Bio
As a clinical pain psychologist and scientist, I have dedicated my career to developing and investigating brief, scalable, and effective interventions for acute and chronic pain relief, and to safely reduce prescription opioids and related iatrogenics. I am Professor in the Department of Anesthesiology, Perioperative and Pain Medicine at Stanford University School of Medicine where I direct the Stanford Pain Relief Innovations Lab. As a NIDA-funded pain and opioid research mentor, I enjoy mentoring junior investigators to further their scientific goals and careers. As a behavioral pain treatment clinical trials specialist and principal investigator (PI), I lead multiple active NIH and PCORI-funded multi-site and national comparative efficacy and pragmatic comparative effectiveness randomized pain treatment trials involving a combined 3,200 Americans.
My research is patient-centered, efficient and low-burden, and offers patients improved access regardless of proximity. I am committed to the conduct of science that is inclusive of people with the least means and the greatest need for effective pain care. I develop, investigate, and disseminate innovative and effective behavioral pain treatments that transcend traditional barriers to healthcare, are low-burden, and provide home-based access to meet patients where they are.

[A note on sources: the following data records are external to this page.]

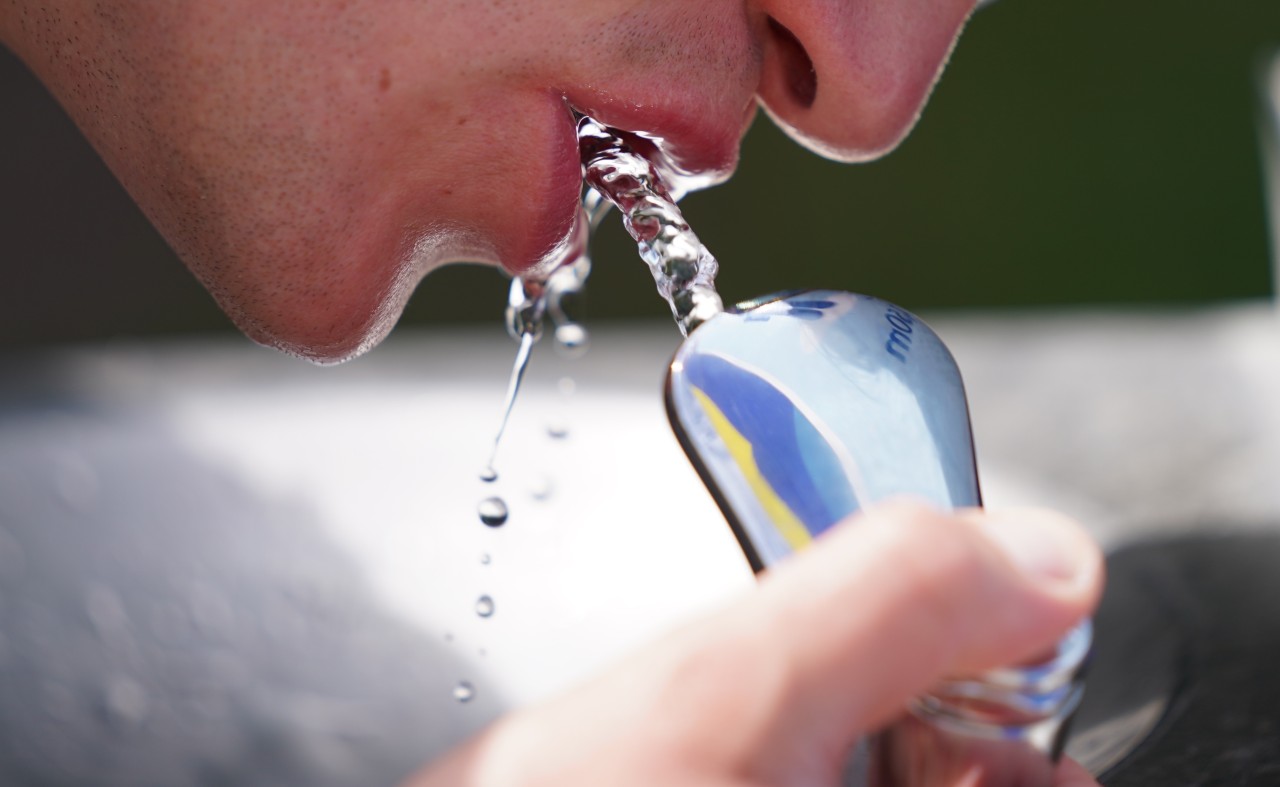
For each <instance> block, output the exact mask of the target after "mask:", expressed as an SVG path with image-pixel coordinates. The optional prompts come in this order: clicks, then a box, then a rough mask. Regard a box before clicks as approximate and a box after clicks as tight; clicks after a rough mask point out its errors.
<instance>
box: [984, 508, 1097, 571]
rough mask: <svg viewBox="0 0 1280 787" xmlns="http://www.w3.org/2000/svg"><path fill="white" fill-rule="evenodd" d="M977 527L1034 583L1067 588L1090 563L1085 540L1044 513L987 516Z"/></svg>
mask: <svg viewBox="0 0 1280 787" xmlns="http://www.w3.org/2000/svg"><path fill="white" fill-rule="evenodd" d="M979 525H980V526H982V530H983V532H984V534H986V535H987V537H988V539H989V540H991V543H992V544H995V545H996V548H997V549H1000V552H1002V553H1004V554H1005V557H1006V558H1009V562H1010V563H1012V564H1014V567H1016V568H1018V569H1019V571H1021V572H1023V573H1025V575H1028V576H1030V577H1032V578H1034V580H1041V581H1043V580H1050V581H1053V582H1062V584H1070V582H1073V581H1074V580H1076V578H1078V577H1079V576H1080V575H1082V573H1083V572H1084V571H1087V568H1088V566H1089V564H1091V562H1092V560H1093V550H1092V548H1091V546H1089V543H1088V540H1085V539H1084V537H1082V534H1080V531H1079V529H1078V527H1076V526H1075V525H1074V523H1073V522H1071V521H1070V520H1066V518H1065V517H1059V516H1055V514H1050V513H1046V512H1025V513H1016V514H1015V513H1010V514H987V516H983V517H982V518H980V520H979Z"/></svg>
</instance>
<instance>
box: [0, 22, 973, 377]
mask: <svg viewBox="0 0 1280 787" xmlns="http://www.w3.org/2000/svg"><path fill="white" fill-rule="evenodd" d="M19 5H23V3H19ZM31 5H32V6H33V8H32V9H29V12H28V13H23V14H22V15H20V17H19V15H18V14H13V15H10V17H9V18H6V19H4V27H3V28H0V29H3V32H4V35H5V37H6V38H8V40H9V41H10V42H12V44H13V46H14V49H15V51H18V54H19V55H20V56H23V58H24V59H26V60H27V61H28V63H29V64H31V65H32V68H33V69H35V70H36V73H37V74H40V76H41V77H42V78H44V79H45V81H46V83H49V84H50V87H51V88H52V90H54V92H55V93H56V95H58V96H59V99H60V100H61V101H63V104H64V105H65V106H67V107H68V109H69V111H70V113H72V115H73V116H74V118H76V120H77V122H78V123H79V124H81V127H82V128H84V131H86V133H87V134H88V137H90V139H91V141H92V142H93V143H95V146H96V147H97V148H99V151H100V152H101V154H102V156H104V157H105V159H106V161H108V164H110V165H111V168H113V169H114V170H115V173H116V174H118V177H119V178H120V180H122V182H123V183H124V186H125V187H127V188H128V189H129V192H131V193H132V195H133V197H134V198H136V200H137V201H138V203H140V205H141V206H142V207H143V210H145V211H146V212H147V215H148V216H150V218H151V220H152V221H154V223H155V224H156V227H157V228H159V229H160V230H161V232H163V233H164V235H165V237H166V238H168V239H169V242H170V243H172V244H173V247H174V248H175V251H177V252H178V253H179V255H180V256H182V257H183V260H186V262H187V264H188V265H189V266H191V269H192V270H193V271H195V273H196V275H197V276H198V278H200V279H201V282H204V284H205V285H206V287H207V288H209V289H210V292H211V293H212V294H214V296H215V298H218V302H219V303H220V305H221V306H223V308H225V310H227V312H228V314H229V315H230V316H232V319H233V320H236V322H237V324H238V325H239V326H241V328H242V329H244V331H246V333H248V334H250V335H251V337H253V338H255V339H257V340H260V342H262V343H266V344H271V346H275V347H279V348H282V349H285V351H288V352H292V353H296V354H301V356H306V357H311V358H315V360H320V361H337V360H342V358H346V357H351V356H352V354H356V353H358V352H361V351H362V349H366V348H367V347H370V346H372V344H374V343H376V342H378V340H379V339H380V338H381V337H383V335H385V333H387V331H388V330H389V329H390V326H392V325H393V322H394V320H396V317H397V316H398V315H399V311H401V308H402V306H403V303H404V302H406V301H407V298H408V296H410V293H411V290H412V288H413V287H415V284H416V283H417V282H419V279H420V278H421V276H422V275H424V274H425V273H428V271H429V270H430V269H433V267H435V266H438V265H442V264H444V262H448V261H453V260H461V258H466V260H481V261H489V262H495V264H499V265H502V266H504V267H506V269H507V270H509V271H511V273H513V274H518V273H521V271H525V270H527V269H530V267H531V266H535V265H536V264H538V262H539V261H540V260H543V258H544V256H547V253H548V252H549V251H550V250H553V248H554V247H556V246H557V244H559V243H561V242H562V241H563V239H564V237H566V235H567V234H568V233H570V232H571V230H572V229H573V225H575V221H576V215H577V205H579V195H580V169H579V157H577V147H576V142H575V136H573V119H572V114H571V109H572V110H577V111H581V113H585V114H590V115H593V116H595V118H596V119H599V120H602V122H603V123H605V124H609V125H614V127H618V128H622V129H628V131H637V132H645V133H649V134H653V136H655V137H660V138H662V139H664V141H666V148H667V152H668V154H669V156H671V157H672V159H673V160H675V161H676V163H677V164H678V165H681V166H684V168H685V169H689V170H691V171H698V173H703V174H707V175H712V177H713V179H722V178H724V177H728V174H730V173H731V171H732V170H733V166H735V165H736V160H737V145H739V139H740V137H741V134H742V132H744V131H745V128H746V125H748V124H749V123H750V120H751V116H753V115H754V111H755V107H756V105H758V104H759V105H763V106H764V109H765V110H767V111H768V113H769V114H771V115H772V116H773V118H774V119H776V120H777V122H778V123H780V124H781V125H782V127H783V128H786V129H787V132H788V133H791V136H792V137H795V138H796V139H797V141H800V142H803V143H804V145H806V146H809V147H812V148H814V150H817V151H818V152H822V154H823V155H827V156H831V157H835V159H842V160H863V159H869V157H873V156H876V155H879V154H882V152H884V151H887V150H888V148H891V147H892V146H893V145H895V143H896V142H897V141H899V139H900V138H901V137H902V134H905V133H906V131H908V129H909V128H910V125H911V123H913V122H914V119H915V116H916V113H918V111H919V107H920V105H922V104H923V101H924V99H925V96H927V93H928V91H929V87H931V86H932V83H933V81H934V78H936V74H937V73H938V70H940V68H941V64H942V63H943V60H945V59H946V55H947V52H948V51H950V47H951V45H952V41H954V40H955V36H956V35H957V33H959V29H960V27H961V26H963V23H964V19H965V18H966V17H968V14H969V13H970V10H972V5H973V0H279V1H274V3H261V1H260V0H220V1H218V3H210V1H207V0H191V1H189V3H163V4H156V3H148V1H146V0H115V1H114V3H91V1H88V0H83V1H82V3H72V4H63V5H68V8H64V9H61V10H50V9H47V8H42V6H41V4H35V3H32V4H31Z"/></svg>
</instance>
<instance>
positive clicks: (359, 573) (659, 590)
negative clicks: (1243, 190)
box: [0, 305, 1280, 784]
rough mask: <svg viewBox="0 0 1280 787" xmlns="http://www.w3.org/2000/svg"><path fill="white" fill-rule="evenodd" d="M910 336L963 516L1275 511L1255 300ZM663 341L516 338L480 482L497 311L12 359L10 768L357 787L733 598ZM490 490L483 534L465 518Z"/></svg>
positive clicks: (95, 349)
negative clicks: (500, 507)
mask: <svg viewBox="0 0 1280 787" xmlns="http://www.w3.org/2000/svg"><path fill="white" fill-rule="evenodd" d="M931 322H933V325H934V328H936V329H937V330H938V333H940V334H941V335H942V337H943V339H945V340H947V342H948V344H950V346H951V348H952V351H954V352H955V354H956V357H957V361H959V363H960V367H961V370H964V372H965V378H966V381H968V386H969V395H970V406H972V409H973V421H974V431H975V435H977V443H978V457H979V468H980V472H982V480H983V486H984V491H986V499H987V503H988V504H989V505H1001V504H1014V503H1036V504H1046V505H1053V507H1057V508H1062V509H1065V511H1068V512H1070V513H1073V514H1075V516H1078V517H1080V518H1082V520H1084V521H1085V522H1087V523H1088V525H1089V526H1091V527H1092V529H1093V530H1094V532H1096V535H1097V536H1098V537H1100V539H1101V540H1102V541H1103V543H1105V544H1107V545H1111V546H1116V545H1120V544H1124V543H1128V541H1132V540H1135V539H1142V537H1148V536H1151V535H1156V534H1170V532H1174V531H1179V532H1183V531H1190V530H1197V529H1212V527H1220V526H1222V523H1229V525H1231V526H1233V527H1235V529H1240V527H1243V529H1249V527H1267V526H1268V523H1270V522H1277V521H1280V516H1277V513H1280V484H1277V482H1276V479H1277V477H1280V407H1276V403H1280V347H1277V346H1280V342H1277V339H1280V325H1277V324H1276V320H1275V315H1274V314H1272V312H1271V311H1270V310H1268V308H1267V307H1263V306H1261V305H1258V306H1242V307H1231V308H1222V310H1215V311H1204V312H1194V314H1165V315H1160V314H1155V315H1129V314H1102V312H1098V314H1079V312H1073V314H1057V315H1027V316H1004V317H984V316H966V317H941V319H937V320H931ZM677 339H678V337H677V334H676V331H675V329H672V328H671V326H668V325H655V326H636V328H614V329H600V330H596V331H594V333H593V347H591V352H590V353H589V354H588V356H586V357H584V358H581V360H575V361H570V360H564V358H559V357H557V356H556V353H554V352H553V351H552V348H550V347H543V348H539V349H540V352H538V353H536V356H535V360H534V369H532V371H531V372H530V378H529V380H527V385H526V390H525V393H524V395H522V398H521V401H520V403H518V404H517V407H516V412H515V416H513V421H512V425H511V427H509V431H508V436H507V440H506V441H504V445H503V449H502V452H500V454H499V461H498V468H499V471H500V476H502V477H500V479H499V480H498V481H497V482H495V484H492V485H486V484H483V482H481V481H480V480H479V479H477V471H479V470H480V467H481V466H483V463H484V459H485V457H486V452H488V448H489V441H490V439H492V434H493V430H494V429H495V426H497V417H498V408H499V404H500V398H502V393H503V386H504V383H506V376H507V372H508V370H509V363H511V358H512V356H513V349H515V348H513V346H512V343H511V342H509V340H508V339H507V338H506V337H504V335H503V334H502V331H500V330H499V329H498V328H494V329H490V330H483V331H481V330H477V331H440V333H431V334H412V333H407V331H402V333H398V334H397V335H394V337H393V338H392V339H390V340H389V342H388V343H387V344H385V346H384V347H381V348H379V349H378V351H375V352H374V353H372V354H371V356H370V357H367V358H365V360H361V361H357V362H355V363H351V365H348V366H344V367H339V369H314V367H310V366H306V365H302V363H298V362H296V361H291V360H287V358H283V357H279V356H275V354H273V353H269V352H264V351H260V349H256V348H252V347H250V346H247V344H244V343H242V342H221V340H220V342H212V343H198V342H183V343H173V344H154V346H102V347H88V348H77V349H68V351H59V352H44V353H36V354H14V356H12V357H10V358H8V360H6V362H5V369H8V370H9V371H6V372H5V376H4V378H3V380H0V590H3V592H4V605H3V607H0V610H3V616H4V617H0V621H3V622H4V630H3V631H4V639H0V645H3V648H0V665H4V667H5V669H4V671H0V696H9V697H12V699H10V700H9V701H10V703H22V704H23V706H26V708H35V709H36V710H35V711H31V713H24V714H17V715H15V714H14V713H13V711H10V710H4V709H3V708H0V711H3V713H0V740H4V741H8V742H6V743H0V746H4V747H8V750H9V751H8V761H9V763H10V768H12V769H18V770H14V773H36V770H32V769H38V768H41V765H40V763H41V761H45V763H47V761H49V758H50V756H54V758H56V760H58V761H59V763H61V764H60V765H59V768H61V770H59V773H61V774H63V777H65V781H64V782H58V781H56V778H55V779H52V781H51V782H50V783H68V784H70V783H79V782H77V779H81V781H82V779H83V778H86V777H84V774H92V777H93V779H95V783H102V784H114V783H120V784H125V783H140V782H163V783H166V784H187V783H192V784H196V783H205V781H202V779H204V777H202V775H201V774H204V773H215V774H223V775H225V778H228V779H230V781H232V782H237V783H250V782H247V781H243V774H248V773H256V774H262V773H269V774H274V775H273V777H270V783H300V784H301V783H306V784H329V783H333V784H342V783H352V779H358V781H362V782H369V783H374V782H388V781H393V779H396V778H399V777H402V775H404V774H406V773H407V772H408V770H410V769H412V768H413V767H415V765H417V764H420V763H422V761H425V760H428V759H430V758H431V756H434V755H436V754H438V752H440V751H443V750H444V749H447V747H448V746H451V745H453V743H456V742H458V741H460V740H462V738H465V737H466V736H468V735H470V733H471V732H474V731H475V729H477V728H479V727H480V726H483V724H484V723H486V722H488V720H490V719H492V718H494V717H495V715H498V714H500V713H502V711H503V710H506V709H507V708H511V706H515V705H520V704H524V703H529V701H532V700H535V699H538V697H541V696H545V695H547V694H549V692H553V691H556V690H558V688H561V687H564V686H566V685H570V683H572V682H573V681H576V680H579V678H581V677H584V676H585V674H589V673H590V672H593V671H595V669H598V668H599V667H600V665H602V664H604V663H607V662H608V660H609V659H611V658H614V656H616V655H618V654H620V653H622V651H625V650H626V649H628V648H631V646H634V645H636V644H637V642H641V641H644V640H646V639H649V637H653V636H655V635H657V633H658V632H660V631H662V630H664V628H668V627H671V626H673V624H676V623H677V622H680V621H682V619H687V618H689V617H691V616H694V614H696V613H699V612H701V610H705V609H708V608H710V607H714V605H716V604H717V603H721V601H723V600H724V599H726V598H727V596H730V595H731V594H733V592H737V591H741V590H744V589H746V587H749V586H750V584H751V581H753V580H751V576H750V572H749V569H748V567H746V564H745V562H744V560H742V558H741V555H740V554H739V550H737V545H736V543H735V541H733V539H732V536H731V534H730V531H728V529H727V527H726V526H724V525H723V521H722V520H721V517H719V514H718V512H717V511H716V508H714V505H713V503H712V502H710V499H709V497H708V495H707V494H705V491H704V490H703V488H701V486H700V484H699V481H698V480H696V477H695V475H694V472H692V471H691V470H690V467H689V466H687V463H686V462H685V459H684V456H682V454H681V452H680V449H678V447H677V444H676V441H675V439H673V438H672V436H671V433H669V430H668V429H667V426H666V417H664V413H663V411H662V404H660V395H659V385H660V380H662V374H663V371H664V365H666V361H667V358H668V357H669V354H671V352H672V351H673V349H675V346H676V342H677ZM564 376H572V379H573V380H575V381H576V385H575V392H573V393H572V394H571V395H566V394H564V393H563V392H562V390H561V388H562V386H561V385H559V380H561V379H563V378H564ZM548 426H556V427H564V429H567V435H566V436H563V438H553V436H550V435H549V434H548ZM490 494H498V495H500V497H503V498H504V499H506V500H507V503H508V505H509V509H511V518H509V521H508V523H507V525H504V526H502V527H497V529H493V527H485V526H484V525H483V523H481V522H480V521H479V518H477V516H476V512H475V508H476V504H477V502H479V500H480V499H481V498H484V497H488V495H490ZM481 555H489V562H488V563H484V562H481ZM481 595H488V596H490V598H492V599H493V600H494V605H495V613H494V614H493V616H492V617H489V618H481V617H479V616H477V614H476V612H475V603H476V600H477V599H479V598H480V596H481ZM458 681H467V682H468V683H470V685H472V686H474V687H475V696H474V699H472V700H471V701H470V703H457V701H456V700H453V697H452V691H453V687H454V685H456V683H457V682H458ZM264 741H265V742H264ZM22 769H27V770H22ZM201 769H204V770H201ZM210 769H211V770H210ZM46 775H47V774H46ZM264 778H266V777H264ZM237 779H241V781H237Z"/></svg>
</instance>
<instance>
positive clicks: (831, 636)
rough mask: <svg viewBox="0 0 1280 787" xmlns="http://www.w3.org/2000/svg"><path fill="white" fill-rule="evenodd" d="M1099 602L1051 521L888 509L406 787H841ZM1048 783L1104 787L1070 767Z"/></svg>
mask: <svg viewBox="0 0 1280 787" xmlns="http://www.w3.org/2000/svg"><path fill="white" fill-rule="evenodd" d="M1101 587H1102V559H1101V554H1100V553H1098V550H1097V548H1096V546H1094V545H1093V544H1092V541H1091V540H1089V539H1088V536H1085V535H1084V532H1083V531H1082V530H1080V529H1079V527H1078V526H1076V525H1074V523H1073V522H1070V521H1069V520H1066V518H1064V517H1060V516H1057V514H1052V513H1047V512H1041V511H1016V512H1012V511H1010V512H978V511H972V512H961V513H956V514H943V513H938V512H936V511H932V509H929V508H925V507H922V505H918V504H911V503H892V504H887V505H882V507H878V508H874V509H872V511H868V512H865V513H863V514H860V516H858V517H854V518H852V520H851V521H849V522H847V523H844V525H841V526H840V527H836V529H833V530H832V531H831V532H829V534H828V535H826V536H824V537H823V539H820V541H819V543H818V544H817V545H815V546H813V548H812V549H809V550H806V552H804V553H801V554H797V555H795V557H792V558H791V559H788V560H786V562H785V563H783V564H781V566H780V567H777V568H776V569H772V571H769V572H768V573H767V575H765V576H764V577H763V580H762V582H760V584H759V586H758V589H756V590H755V591H754V592H750V594H748V596H746V598H744V599H741V600H739V601H737V603H736V604H733V605H732V607H730V608H728V609H724V610H723V612H721V613H719V614H717V616H713V617H709V618H707V619H703V621H698V622H695V623H692V624H690V626H687V627H685V628H684V630H681V631H677V632H676V633H675V635H672V636H668V637H667V639H664V640H662V641H659V642H657V644H654V645H652V646H649V648H646V649H643V650H641V651H639V653H636V654H634V655H632V656H631V658H628V659H626V660H625V662H622V663H620V664H617V665H616V667H614V668H613V669H612V671H609V672H607V673H605V674H603V676H602V677H599V678H596V680H595V681H593V682H590V683H586V685H584V686H581V687H580V688H577V690H575V691H572V692H570V694H567V695H564V696H562V697H559V699H557V700H554V701H550V703H547V704H543V705H539V706H534V708H529V709H526V710H521V711H517V713H513V714H511V715H508V717H506V718H503V719H500V720H499V722H498V723H495V724H494V726H493V727H490V728H489V729H488V731H486V732H484V733H481V735H480V736H479V737H476V738H475V740H474V741H471V742H470V743H467V745H465V746H463V747H462V749H460V750H457V751H454V752H453V754H451V755H449V756H447V758H445V759H444V760H443V761H440V763H438V764H436V765H434V767H433V768H430V769H428V770H425V772H422V773H421V774H419V775H417V777H416V778H415V779H412V781H411V782H410V783H408V784H407V787H435V786H443V784H451V786H467V787H526V786H530V787H531V786H544V784H545V786H567V784H609V786H613V787H626V786H636V787H639V786H645V787H648V786H655V784H662V786H666V787H672V786H682V784H689V786H694V784H698V786H723V787H728V786H741V787H748V786H751V787H760V786H765V784H769V786H782V784H822V786H832V787H835V786H837V784H838V783H840V777H841V772H842V768H844V765H845V759H846V756H847V754H849V751H850V749H851V747H852V745H854V743H855V741H858V740H859V738H860V737H861V736H864V735H867V733H868V732H873V731H876V729H879V728H881V727H883V726H886V724H887V723H890V722H892V720H893V719H895V718H896V717H899V715H900V714H901V713H904V705H905V703H906V701H908V699H910V697H913V696H915V695H918V694H920V692H923V691H925V690H927V688H929V687H931V686H932V685H934V683H936V682H938V681H940V680H941V678H943V677H948V676H965V674H974V673H978V672H982V671H984V669H989V668H993V667H997V665H1002V664H1014V663H1018V662H1023V660H1028V659H1032V658H1034V656H1037V655H1038V654H1042V653H1044V651H1046V650H1048V649H1050V648H1051V646H1052V645H1053V644H1055V642H1056V641H1057V640H1059V639H1060V637H1061V636H1062V635H1064V633H1065V632H1066V631H1068V630H1069V628H1070V627H1071V626H1074V624H1075V623H1076V622H1078V621H1079V619H1080V618H1082V617H1084V616H1085V614H1088V613H1089V612H1091V610H1092V609H1093V607H1094V604H1096V603H1097V599H1098V596H1100V592H1101ZM1056 782H1057V784H1059V787H1083V786H1088V784H1096V782H1094V781H1093V779H1092V777H1089V774H1088V773H1087V772H1085V770H1084V769H1083V768H1080V767H1079V765H1076V764H1074V763H1070V761H1064V763H1062V765H1061V767H1060V769H1059V772H1057V779H1056Z"/></svg>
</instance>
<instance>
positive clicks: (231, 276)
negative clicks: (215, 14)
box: [191, 76, 580, 360]
mask: <svg viewBox="0 0 1280 787" xmlns="http://www.w3.org/2000/svg"><path fill="white" fill-rule="evenodd" d="M392 79H393V81H394V76H392ZM393 84H394V82H393ZM392 90H393V91H394V87H393V88H392ZM296 116H297V115H296ZM357 118H358V119H356V120H351V122H348V123H344V124H339V125H338V127H337V131H335V133H333V136H332V138H330V139H329V141H328V142H326V143H324V145H321V146H320V150H314V151H310V152H308V155H305V156H300V157H293V156H285V157H278V156H270V157H268V160H261V161H255V163H250V161H246V163H244V165H243V169H241V170H239V174H238V177H237V178H234V179H236V180H238V182H239V186H241V187H239V188H237V189H236V192H237V197H236V198H234V200H230V201H228V202H225V203H224V206H223V212H224V215H225V218H227V220H229V221H232V223H234V224H238V225H239V227H241V230H238V232H236V233H233V234H234V235H236V237H237V238H241V239H242V246H241V247H239V248H237V250H236V251H234V253H230V255H227V253H221V255H219V256H218V257H216V260H218V261H216V262H214V264H211V265H209V266H200V265H196V266H195V267H196V269H197V273H200V274H201V276H202V278H205V279H206V282H207V283H209V284H210V289H211V290H212V292H215V294H216V296H218V297H219V301H220V302H221V303H223V306H224V307H225V308H227V311H228V314H230V315H232V316H233V319H236V320H237V322H238V324H239V325H241V326H242V328H243V329H244V330H246V331H247V333H248V334H250V335H251V337H253V338H255V339H257V340H260V342H264V343H268V344H271V346H275V347H279V348H282V349H285V351H287V352H292V353H296V354H303V356H307V357H311V358H314V360H342V358H346V357H349V356H352V354H356V353H358V352H361V351H364V349H367V348H369V347H370V346H372V344H374V343H376V342H378V340H379V339H380V338H381V337H383V335H385V333H387V331H388V330H390V328H392V325H393V324H394V321H396V319H397V317H398V315H399V312H401V310H402V308H403V305H404V302H406V301H407V299H408V297H410V294H411V293H412V290H413V287H415V285H416V284H417V282H419V280H420V279H421V278H422V276H424V275H425V274H426V273H429V271H430V270H431V269H434V267H436V266H439V265H442V264H444V262H448V261H453V260H475V261H484V262H495V264H500V265H503V266H504V267H506V269H507V270H509V271H512V273H522V271H525V270H527V269H530V267H532V266H535V265H536V264H538V262H539V261H541V258H543V257H544V256H545V255H547V253H548V252H550V251H552V250H554V248H556V247H557V246H558V244H559V243H561V242H562V241H563V239H564V237H566V235H567V234H568V233H570V230H571V229H572V228H573V224H575V220H576V216H577V206H579V197H580V171H579V163H577V154H576V150H577V146H576V139H575V137H573V133H572V132H573V127H572V123H571V118H570V116H568V110H567V109H566V107H564V105H563V102H562V101H561V100H559V99H558V97H557V96H553V95H545V93H521V95H497V93H495V95H489V96H483V95H477V93H476V92H472V93H471V95H470V96H468V97H467V99H466V100H458V101H440V100H438V97H436V100H433V101H431V102H430V104H429V105H428V104H425V102H422V101H421V100H419V99H417V97H416V96H412V95H410V96H408V97H407V100H396V97H388V99H387V100H385V101H384V102H376V101H375V102H372V104H371V105H370V106H369V107H367V111H366V113H365V114H362V115H357ZM191 256H193V257H195V258H200V257H202V255H201V253H200V251H198V250H196V252H195V253H193V255H191ZM426 285H428V287H429V285H430V282H428V283H426Z"/></svg>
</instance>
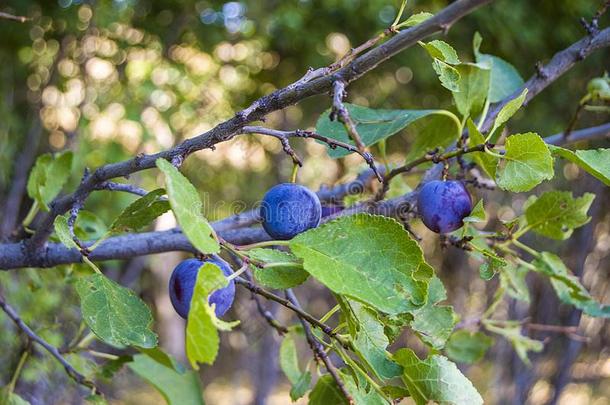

I created Empowered Relief®, a 1-session pain relief skills intervention, to fill a pressing national need for accessible and effective non-pharmacologic treatment for chronic, acute and post-surgical pain. As PI I lead an active PCORI-funded national pragmatic comparative effectiveness trial (online 1-session Empowered Relief vs. online 8-session CBT) in 1,650 diverse Americans with chronic pain of any type. Empowered Relief has been widely adopted throughout the U.S. and internationally (29 countries, 8 languages) across the continuum of care (acute, chronic and post-surgical pain management) and with tailored versions for special populations (e.g., Military/Veterans, Youth, Corrections Settings, Surgery). Scientific findings from our collective work have been presented at international keynote sessions at national pain society conferences in the U.K., Australia, New Zealand, Switzerland, and The Netherlands. (NB: Empowered Relief is copyrighted and trademarked by Stanford University; I receive no personal compensation/revenue from Empowered Relief certification workshops or otherwise)
Three times I have briefed the U.S. Congress on the opioid and pain crises, provided invited testimony to the FDA on iatrogenic harms associated with opioid tapering, and in 2022 advised the Federation of State Medical Boards. Since 2020 I have served on the NIH Interagency Pain Research Coordinating Committee as a scientific member. From 2020-2021 I served as a scientific member of the Centers for Disease Control (CDC) Opioid Workgroup of the Board of Scientific Counselors of the National Center for Injury Prevention and Control (BSC/NCIPC).
Our work has been featured in outlets such as The New York Times, Wall Street Journal, Scientific American, NPR Radio, BBC Radio, and Nature. In 2018 I spoke on the psychology of pain relief at the World Economic Forum in Davos, Switzerland. In 2024 I received the honor of being named a 2024-2025 Mayday Fellow by the Mayday Foundation.